By Jennifer L. Warren
POUGHKEEPSIE – The two are men whose footprints have forever been emblazoned in the historical framework of this nation: Frederick Douglass and Abraham Lincoln.
With February paying tribute to both President’s Day as well as Black History Month, both of these trailblazer icons- who fought to end slavery- stand as symbolic figures, representing the transforming results that passions for justice, equality and humanity can produce. For these reasons and many more, the Poughkeepsie Neighborhood Club, Inc., whose roots trace back to 1913, has been celebrating their legacies with The Lincoln-Douglass Luncheon for the past 103 years. With a laser-focus on uplifting their community through service, The Neighborhood Club’s Annual February cornerstone Luncheon serves multiple purposes: Honoring Black History Month, celebrating the contributions of distinguished citizens, as well as serving as a fundraiser for local scholarship monies.
And so, once again, after a Covid-induced hiatus, hundreds convened at The Poughkeepsie Grand Hotel to honor community citizens who have made a lasting difference in the lives of others. This year, that list included seven people who hail from a host of different backgrounds and fields; however, each shared an undeniable link of an intense desire-calling to serve his-her community-world, making it better, just as the Poughkeepsie Neighborhood continues to for over a century through its mantra: “Lifting as we climb” and Douglas and Lincoln had done around 150 years ago.
Among those being celebrated was Nathan G. Grant, a Poughkeepsie resident for the past almost 60 years, who is a proud veteran, serving in the United States Army for two years, including a one-year stint in Vietnam. For the past 10 years, as a Commander for the American Legion Lafayette Post 37, Grant devotes his time to selflessly helping other veterans as well as those in need.
“This honor really shows the appreciation the community has for what I do for veterans and others in the community, which means so much to me,” said Grant, whose altruistic gestures includes; cooking and feeding veterans as well as visiting ones who are sick and placing wreaths on others’ graves. “I want to thank the Poughkeepsie Neighborhood Club for recognizing me and allowing the young people to see how important it is to give back to one’s community.”

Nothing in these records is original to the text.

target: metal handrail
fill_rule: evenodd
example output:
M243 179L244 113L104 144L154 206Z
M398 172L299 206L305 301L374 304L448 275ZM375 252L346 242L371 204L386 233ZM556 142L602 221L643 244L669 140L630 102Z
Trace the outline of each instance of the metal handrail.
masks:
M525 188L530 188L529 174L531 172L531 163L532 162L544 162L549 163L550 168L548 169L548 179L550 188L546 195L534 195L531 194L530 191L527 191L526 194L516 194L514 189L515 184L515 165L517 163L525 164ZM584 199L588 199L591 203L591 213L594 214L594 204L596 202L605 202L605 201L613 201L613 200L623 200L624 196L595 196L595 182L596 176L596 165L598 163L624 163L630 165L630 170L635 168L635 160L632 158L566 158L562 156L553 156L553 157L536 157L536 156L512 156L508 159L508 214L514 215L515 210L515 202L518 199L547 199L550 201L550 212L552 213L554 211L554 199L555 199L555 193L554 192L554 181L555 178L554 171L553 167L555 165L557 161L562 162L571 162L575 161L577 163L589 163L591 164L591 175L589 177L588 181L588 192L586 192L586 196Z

Another recipient who is paying it forward in her surrounding area is Lennice Johnson-Odums of Wappingers Falls and President of the non-profit organization, River Cities, Inc. Guided by the mission of “Leave no kid behind,” the organization empowers youth through the vehicle of track and field.
“The whole purpose is when you combine athletics with academics, you can really expand confines, as our team has traveled to places such as Maine, California, and North Carolina with the goal being to expose members to colleges in the process of competing,” explained ‘Coach Odums,’ as she is known to team members. “The idea is to stress the student part of athlete.”

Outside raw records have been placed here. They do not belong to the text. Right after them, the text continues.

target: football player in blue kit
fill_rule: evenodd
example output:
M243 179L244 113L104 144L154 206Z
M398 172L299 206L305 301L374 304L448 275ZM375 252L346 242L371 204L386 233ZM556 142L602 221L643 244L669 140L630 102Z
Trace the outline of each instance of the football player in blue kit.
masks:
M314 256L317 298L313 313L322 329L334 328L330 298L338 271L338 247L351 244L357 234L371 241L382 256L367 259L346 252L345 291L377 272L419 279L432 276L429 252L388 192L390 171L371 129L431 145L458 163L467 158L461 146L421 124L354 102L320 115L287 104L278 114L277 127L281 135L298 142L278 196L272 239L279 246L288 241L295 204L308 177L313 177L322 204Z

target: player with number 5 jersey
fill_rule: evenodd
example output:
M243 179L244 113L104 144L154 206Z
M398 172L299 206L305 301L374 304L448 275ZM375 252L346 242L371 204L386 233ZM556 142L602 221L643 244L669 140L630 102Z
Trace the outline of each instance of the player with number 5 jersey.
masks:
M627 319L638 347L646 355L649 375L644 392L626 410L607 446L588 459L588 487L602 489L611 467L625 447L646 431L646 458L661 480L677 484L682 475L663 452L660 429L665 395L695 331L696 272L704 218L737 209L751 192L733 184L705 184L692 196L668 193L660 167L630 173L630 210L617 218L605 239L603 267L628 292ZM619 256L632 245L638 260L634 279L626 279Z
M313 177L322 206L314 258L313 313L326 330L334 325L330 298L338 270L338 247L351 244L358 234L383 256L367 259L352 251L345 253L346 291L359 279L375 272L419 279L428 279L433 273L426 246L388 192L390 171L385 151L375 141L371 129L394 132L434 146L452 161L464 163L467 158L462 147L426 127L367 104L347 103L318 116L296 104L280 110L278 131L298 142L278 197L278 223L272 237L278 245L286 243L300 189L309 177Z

Another honoree who is intent on broadening the youths’ spheres is Wappingers Falls resident, Zanette McClain, the Dean of Students at New Venture Academy in the Bronx. Possessing a lifelong passion for the youth as well as the undeserved, McClain is the CEO of the non-profit, Educators of Passports Inc., which allows underserved youth, ages 10-high school to travel the world at no cost. Spending school breaks and summer time at such destinations as; Dubai, Thailand and the Caribbean, participants are able to meet people from different cultures while having unforgettable first-hand experiences at places they never deemed possible.
“The ability to travel should not be limited by one’s zipcode,” reflected McClain, “Frederick Douglass is known for saying ‘Knowledge is power,’ so as an educator, this honor really means a great deal to me for all it stands for.”
Other recipients included: Stacey Nicole Bottoms (Deputy District Director to the 39th District State Senator Rob Rolison), Cheryl Lynette Bradshaw Haines (Elementary Teacher for the Poughkeepsie School District), Debra Long (Director of several youth and community programs throughout the Hudson Valley), and Carlos Wood (Entrepreneur who will soon open the doors to Poughkeepsie’s Geneva’s Blues House, featuring Southern BBQ and regularly holds cooking classes for children as well as donates time and services to his community.)
The Poughkeepsie Neighborhood Club, Inc., an umbrella organization of the revered National Association of Colored Women’s Clubs, is located at 190 North Hamilton Street in Poughkeepsie and is intent on seeking out more members, particularly the young, to carry on their integral, community work.